At times, he said, bill payments from The Greenbrier and his other companies are late for a variety of reasons. Cash flow is sometimes a problem, Justice admitted.

“For crying out loud, you’re trying to keep people working,” he said when asked about money owed, one of the criticisms that has repeatedly dogged him on the campaign trail. “I’ve got 2,719 people and families depending on me in West Virginia and you’re trying to keep people working, you’re trying to juggle 14,000 balls all at the same time.”

Several of his companies are currently delinquent on personal property and real estate taxes totaling millions of dollars in multiple Southern West Virginia counties. The deadline for payments was April 1.

“Those property taxes will absolutely, in entirety, be paid in the month of April. Every single one of them will be paid,” he pledged.

Citing his own accounting records that could not be immediately independently verified, Justice claimed he and his companies pay an average of $41.6 million each year when sales, severance and property taxes are considered.
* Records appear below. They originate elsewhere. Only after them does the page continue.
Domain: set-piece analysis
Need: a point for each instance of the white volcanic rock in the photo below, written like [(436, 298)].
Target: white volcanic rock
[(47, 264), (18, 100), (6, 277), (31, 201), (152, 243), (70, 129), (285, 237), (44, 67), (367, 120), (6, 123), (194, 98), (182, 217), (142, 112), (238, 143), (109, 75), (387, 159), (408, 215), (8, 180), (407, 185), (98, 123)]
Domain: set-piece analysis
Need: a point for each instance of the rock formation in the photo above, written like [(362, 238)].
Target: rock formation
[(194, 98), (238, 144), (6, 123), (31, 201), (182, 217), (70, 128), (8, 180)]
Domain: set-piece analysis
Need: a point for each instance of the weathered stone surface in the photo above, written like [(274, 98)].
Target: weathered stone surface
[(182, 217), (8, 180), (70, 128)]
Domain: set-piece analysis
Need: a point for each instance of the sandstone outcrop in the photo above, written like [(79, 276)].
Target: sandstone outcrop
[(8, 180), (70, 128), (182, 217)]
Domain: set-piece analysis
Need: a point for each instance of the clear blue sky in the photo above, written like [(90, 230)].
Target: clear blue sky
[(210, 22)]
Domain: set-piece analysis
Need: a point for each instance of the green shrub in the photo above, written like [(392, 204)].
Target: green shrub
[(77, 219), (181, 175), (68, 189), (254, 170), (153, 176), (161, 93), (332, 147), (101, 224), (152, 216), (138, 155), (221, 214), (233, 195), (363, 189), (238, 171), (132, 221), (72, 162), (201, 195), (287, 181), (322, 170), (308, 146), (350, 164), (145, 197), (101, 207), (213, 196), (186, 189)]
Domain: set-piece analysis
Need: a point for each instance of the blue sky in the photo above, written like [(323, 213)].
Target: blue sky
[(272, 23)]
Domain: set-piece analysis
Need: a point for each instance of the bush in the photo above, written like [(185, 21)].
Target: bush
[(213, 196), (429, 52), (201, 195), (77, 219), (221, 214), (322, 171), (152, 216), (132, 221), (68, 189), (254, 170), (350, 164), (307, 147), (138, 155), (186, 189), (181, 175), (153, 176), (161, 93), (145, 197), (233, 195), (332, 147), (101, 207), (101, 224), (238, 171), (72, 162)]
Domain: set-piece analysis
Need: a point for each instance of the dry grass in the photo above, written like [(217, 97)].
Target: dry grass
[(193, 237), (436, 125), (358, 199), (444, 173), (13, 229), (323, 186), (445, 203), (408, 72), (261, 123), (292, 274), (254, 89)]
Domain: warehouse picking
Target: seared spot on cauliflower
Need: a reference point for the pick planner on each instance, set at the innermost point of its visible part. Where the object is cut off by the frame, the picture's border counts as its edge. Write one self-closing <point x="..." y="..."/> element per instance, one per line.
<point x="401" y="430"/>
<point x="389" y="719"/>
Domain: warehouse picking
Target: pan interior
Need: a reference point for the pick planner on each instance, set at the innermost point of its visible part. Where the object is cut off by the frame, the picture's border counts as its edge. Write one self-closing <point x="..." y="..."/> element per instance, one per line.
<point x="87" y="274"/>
He asked, “When did the property taxes never get paid? When has Jim Justice ever taken bankruptcy? When has Jim Justice never come through on an obligation? Maybe a little late to the game or maybe a little late to the dance, but he’s always come to the dance.”

While both Senate Minority Leader Jeff Kessler (D-Marshall, 02) and Booth Goodwin, a former U.S. attorney, have participated in Democratic gubernatorial debates this week in Greenbrier County and at West Virginia State University in Kanawha County, Justice has opted out of those events.

Justice said he thought voters got a good look at all three candidates during a forum the state Democratic Party sponsored last Saturday at the Charleston Civic Center.

“I’ll just tell it like it is. Booth came off weak and looked like he was lost and Jeff came off polished, in a lot of ways, but with a lot of ideas that lead to taxing and taxing and taxing the people,” Justice said.

“It just seemed like everybody was just kind of picking at me and it almost came off like a dog chasing a car and, if I were the car, and they finally caught up with me and they got their ‘you know what’ run over.”

Early voting ahead of the primary election begins next Wednesday.

The Democrat nominated on May 10 will move on to face current Senate President Bill Cole (R-Mercer, 06), who is unopposed in the Republican gubernatorial primary, in the November general election.